In the early days, "matches" were counted for any case where two pieces of evidence were matched together. As time has passed, the definition has been changed, so that a match now means evidence from different cases is matched. Where once a bullet from a shooting and the firearm recovered in that shooting would be matched as a database hit, that no longer counts. Instead, when that case is cleared because a firearm recovered in an unrelated matter is matched to the recovered casings on the scene, or when that case is tied to an unrelated case, that becomes a hit.
Mark Chapman is the lead firearms examiner for the Indian River Regional Crime Lab in Ft. Pierce, FL. He emphasizes the need for all evidence--bullets, casings, and firearms--to be submitted to the lab and to then be entered into NIBIN. He notes that, without this being done, major holes appear in the system through which solid hits can disappear. But, as he noted, when it works, it works well.
Chapman related two incidents. In the first, the Ft. Pierce Police Department had submitted evidence from a drive by shooting of a dwelling--no injuries, but evidence recovered. Later, in an unrelated incident, the St. Lucie County Sheriff's Office submitted a firearm recovered during a traffic stop. NIBIN matched the firearm to the previous shooting. In the second case, the Ft. Pierce police had submitted a bullet recovered from another shooting into a structure. Almost 12 months later, that agency submitted a revolver recovered in an unrelated case, and NIBIN matched those two cases together.

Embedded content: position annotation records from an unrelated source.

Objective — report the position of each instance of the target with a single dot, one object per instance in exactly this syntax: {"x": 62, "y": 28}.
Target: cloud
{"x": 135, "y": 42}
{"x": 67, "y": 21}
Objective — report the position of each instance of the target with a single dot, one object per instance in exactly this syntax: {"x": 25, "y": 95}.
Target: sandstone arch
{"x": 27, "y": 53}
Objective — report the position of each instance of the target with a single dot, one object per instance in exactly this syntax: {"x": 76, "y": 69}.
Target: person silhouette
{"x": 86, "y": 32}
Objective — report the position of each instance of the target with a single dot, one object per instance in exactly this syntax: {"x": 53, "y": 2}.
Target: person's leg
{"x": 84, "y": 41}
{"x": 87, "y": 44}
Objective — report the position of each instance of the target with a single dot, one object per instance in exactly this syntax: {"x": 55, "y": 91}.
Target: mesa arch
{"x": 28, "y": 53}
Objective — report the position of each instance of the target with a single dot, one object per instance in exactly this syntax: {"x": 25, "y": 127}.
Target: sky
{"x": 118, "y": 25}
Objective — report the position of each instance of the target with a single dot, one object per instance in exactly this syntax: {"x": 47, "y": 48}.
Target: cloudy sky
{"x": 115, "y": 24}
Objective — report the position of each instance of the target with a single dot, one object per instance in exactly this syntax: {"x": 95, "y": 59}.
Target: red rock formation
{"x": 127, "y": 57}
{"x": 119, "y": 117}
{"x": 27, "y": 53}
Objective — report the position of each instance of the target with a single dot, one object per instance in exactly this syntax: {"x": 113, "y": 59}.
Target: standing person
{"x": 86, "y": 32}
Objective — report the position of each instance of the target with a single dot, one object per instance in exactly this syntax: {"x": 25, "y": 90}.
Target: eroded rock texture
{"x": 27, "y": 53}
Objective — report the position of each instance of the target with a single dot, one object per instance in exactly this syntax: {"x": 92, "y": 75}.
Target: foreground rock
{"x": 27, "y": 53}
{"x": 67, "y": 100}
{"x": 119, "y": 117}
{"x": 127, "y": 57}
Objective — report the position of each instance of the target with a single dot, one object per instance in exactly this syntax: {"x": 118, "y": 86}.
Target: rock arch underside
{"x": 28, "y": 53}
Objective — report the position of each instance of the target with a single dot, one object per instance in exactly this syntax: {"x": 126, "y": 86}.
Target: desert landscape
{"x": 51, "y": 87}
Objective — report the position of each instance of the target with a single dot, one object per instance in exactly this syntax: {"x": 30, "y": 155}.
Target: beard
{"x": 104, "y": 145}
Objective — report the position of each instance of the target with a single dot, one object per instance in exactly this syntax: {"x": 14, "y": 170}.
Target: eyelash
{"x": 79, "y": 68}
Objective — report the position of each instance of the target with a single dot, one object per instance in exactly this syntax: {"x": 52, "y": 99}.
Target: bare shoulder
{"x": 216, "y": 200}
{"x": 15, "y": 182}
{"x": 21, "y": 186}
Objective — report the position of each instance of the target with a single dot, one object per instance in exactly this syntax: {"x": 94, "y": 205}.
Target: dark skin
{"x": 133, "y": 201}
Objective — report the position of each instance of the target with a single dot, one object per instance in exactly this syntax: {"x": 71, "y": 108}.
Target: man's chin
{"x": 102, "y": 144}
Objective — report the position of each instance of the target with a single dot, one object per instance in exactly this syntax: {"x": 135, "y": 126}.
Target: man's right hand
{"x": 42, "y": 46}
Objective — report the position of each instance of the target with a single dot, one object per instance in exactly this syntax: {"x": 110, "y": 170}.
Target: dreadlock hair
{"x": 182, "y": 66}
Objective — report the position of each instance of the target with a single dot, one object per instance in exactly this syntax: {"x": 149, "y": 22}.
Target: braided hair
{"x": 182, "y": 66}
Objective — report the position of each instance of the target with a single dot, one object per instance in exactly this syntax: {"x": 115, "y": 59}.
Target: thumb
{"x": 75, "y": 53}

The value of NIBIN has, nationally, been two-fold. First, it allows the lab to conduct cold searches of evidence, and identify the responsible firearm, an impossibility before cyber-ballistic investigations came along. Secondly, it allows the matching of cases. This provides investigators the knowledge that they are working cases related, if not by shooter, at least by firearm, and especially when different investigators are involved, allows them to join forces and look for similarities among the cases. It has also been a tool that has shown that a much lower number of firearms have actually been responsible for series of crimes, information later borne out as investigations detailed how gangs pass a firearm about for their shootings.
Atwww.NIBIN.govis related a success story from Boston. In September, 2000 three firearms were seized during an arrest. Through NIBIN, these three firearms were related to 15 shootings that had occurred between 1999 and 2000, with 14 of the cases being connected to a single firearm.
NIBIN is a tool that helps us remove the criminal shooter from the street by both connecting incidents together and by tying firearms to those incidents. Its success depends upon active participation at all levels--the street where patrol, detectives, and evidence specialists can ensure that all firearms related evidence goes to the lab, the lab where all this evidence must be entered into the system, and the administrative level that both encourages continued cooperation and funds the manpower to ensure efficient NIBIN operations.